Background: Due to the Coronavirus (COVID-19) outbreak originating in Wuhan, Hubei, China, there has been a surge of reports of racial discrimination towards Chinese individuals and anyone that phenotypically presents as East Asian. The increase in anti-Asian racism may have illuminated the abstruse positioning of Asian Americans in the U.S.’s racial hierarchy, possibly affecting beliefs about the existence of systemic racism and Asian Americans’ status as the model minority. This could potentially have awakened many Asian Americans from racial obliviousness (i.e., color-blindness), impacting their relationship to mainstream versus racial minority communities and mental health. The current study aimed to examine the proximal and distal relations of COVID-related racial discrimination to internalized model minority myth, color-blind racial ideology, connectedness to the U.S. mainstream versus racial minority communities, and mental health among Asian Americans. We hypothesized that COVID-related discrimination would be negatively relate to internalized model minority myth and color blindness, which in turn would be negatively related to mainstream connectedness versus positively related to ethnic connectedness. Based on previous literature, we hypothesized that both types of social connectedness would be negatively related to psychological distress and positively related to subjective well-being.

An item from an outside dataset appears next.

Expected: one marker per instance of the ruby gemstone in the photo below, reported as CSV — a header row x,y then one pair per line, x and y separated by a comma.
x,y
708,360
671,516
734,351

Method: Data were collected from self-identified Asian American adults (N = 407, 49.9% female, 32% first generation, 40% second generation, mean age = 33.81, SD = 9.5) through an online survey from May through August 2020. Participants completed a series of survey questionnaires that measured COVID-related racial discrimination, model minority myth—Achievement Orientation and Unrestricted Mobility, color blindness, mainstream and ethnic connectedness, distress (i.e., depression, anxiety), and well-being (i.e., life satisfaction, positive affect, negative affect).

Results: A SEM by using Mplus indicated that the hypothesized model was just identified and had perfect fit indices (the purpose of this study was to examine the relationships among variables vs. model selection). As hypothesized, the relations of discrimination and distress and well-being were serially mediated by model minority myth – unrestricted mobility, color blindness, mainstream connectedness and ethnic connectedness. Higher discrimination was associated with lower levels of beliefs in unrestricted mobility (β = -.52, p < .001), which in turn was associated with lower levels of mainstream connectedness (β = .26, p< .001). Lower level of mainstream connectedness was associated with higher level of distress (β = -.21, p< .001) versus lower level of well-being (β = .46, p< .001). Interestingly, color blindness was positively associated with mainstream connectedness (β = .11, p= .03) but negatively associated with ethnic connectedness (β = -.033, p< .001). Additionally, COVID-related discrimination had significant direct relations to distress (β = .25, p< .001) and well-being (β = -.30, p<.001). Thus, COVID-related discrimination is directly and indirectly related to mental health via racial awareness and social connectedness. Further clinical implications and recommendations are discussed.